- Reserve Bank of Australia Leaves Rate Unchanged at 1.5%
The Reserve Bank of Australia once again left its interest rate at record low of 1.5 percent, citing low inflation rate, low growth in labour costs and strong retail competition.
According to the central bank, while the recent inflation data were in line with the bank’s expectations, inflation is likely to remain low in the near term due to weak wage growth and strong price competition in the retail industry.
However, the apex bank believes record-low interest rate will support the Australian economy and reduce unemployment rate even more while giving inflation the needed support towards its 2 percent target.
Despite steady job creation, strong commodity prices and growing Chinese economy amid improved global economic outlook, the central bank is finding it hard to substantially boost prices and curb retail price competition due to low demand and weak wage growth.
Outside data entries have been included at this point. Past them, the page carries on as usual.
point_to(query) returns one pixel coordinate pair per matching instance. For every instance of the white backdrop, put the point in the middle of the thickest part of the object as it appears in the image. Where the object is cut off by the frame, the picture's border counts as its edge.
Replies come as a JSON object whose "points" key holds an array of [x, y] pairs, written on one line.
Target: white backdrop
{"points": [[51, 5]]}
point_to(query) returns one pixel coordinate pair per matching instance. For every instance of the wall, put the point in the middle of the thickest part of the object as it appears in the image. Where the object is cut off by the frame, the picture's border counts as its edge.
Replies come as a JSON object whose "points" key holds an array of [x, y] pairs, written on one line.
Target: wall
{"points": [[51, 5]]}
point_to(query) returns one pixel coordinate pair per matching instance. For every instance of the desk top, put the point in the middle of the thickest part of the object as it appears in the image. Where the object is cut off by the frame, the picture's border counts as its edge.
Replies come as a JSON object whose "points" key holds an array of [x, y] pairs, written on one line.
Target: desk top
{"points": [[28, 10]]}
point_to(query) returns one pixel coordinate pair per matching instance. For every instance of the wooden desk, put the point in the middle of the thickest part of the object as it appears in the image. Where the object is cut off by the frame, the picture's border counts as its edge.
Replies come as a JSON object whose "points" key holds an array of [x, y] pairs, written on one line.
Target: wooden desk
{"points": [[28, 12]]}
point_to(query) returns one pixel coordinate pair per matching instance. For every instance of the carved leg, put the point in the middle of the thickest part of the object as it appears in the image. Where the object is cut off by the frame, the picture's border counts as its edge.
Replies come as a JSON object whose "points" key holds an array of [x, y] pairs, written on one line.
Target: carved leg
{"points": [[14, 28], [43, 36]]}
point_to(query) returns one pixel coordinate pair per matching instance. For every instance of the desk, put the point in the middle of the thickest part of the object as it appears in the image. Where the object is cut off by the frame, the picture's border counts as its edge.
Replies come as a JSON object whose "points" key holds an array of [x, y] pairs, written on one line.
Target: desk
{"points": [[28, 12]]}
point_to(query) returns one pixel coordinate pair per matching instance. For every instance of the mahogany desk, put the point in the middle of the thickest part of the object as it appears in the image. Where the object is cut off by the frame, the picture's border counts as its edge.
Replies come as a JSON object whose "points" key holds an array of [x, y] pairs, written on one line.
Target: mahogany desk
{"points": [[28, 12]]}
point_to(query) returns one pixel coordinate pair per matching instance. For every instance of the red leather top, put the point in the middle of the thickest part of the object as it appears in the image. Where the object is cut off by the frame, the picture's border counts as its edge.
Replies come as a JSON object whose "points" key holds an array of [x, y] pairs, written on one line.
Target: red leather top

But with the Chinese economy, Australia’s largest trading partner, projected to slow towards the end of the year as credit control measures filtered through key sectors, the Australian economy may struggle even more, especially if the Fed raised rates as projected.
Still, the apex bank said low wage growth is likely to continue for awhile but hopeful that tight labour market will eventually force employers to start raising wages.
The Australian dollar gained slightly against the US dollar on Tuesday, that is partly because of the closed Chinese market. However, the price remained below the ascending channel as shown below and expected to dip even further towards the 0.7332 support level projected last week.
According to RBA, “An appreciating exchange rate would be expected to result in a slower pick-up in economic activity and inflation than currently forecast.”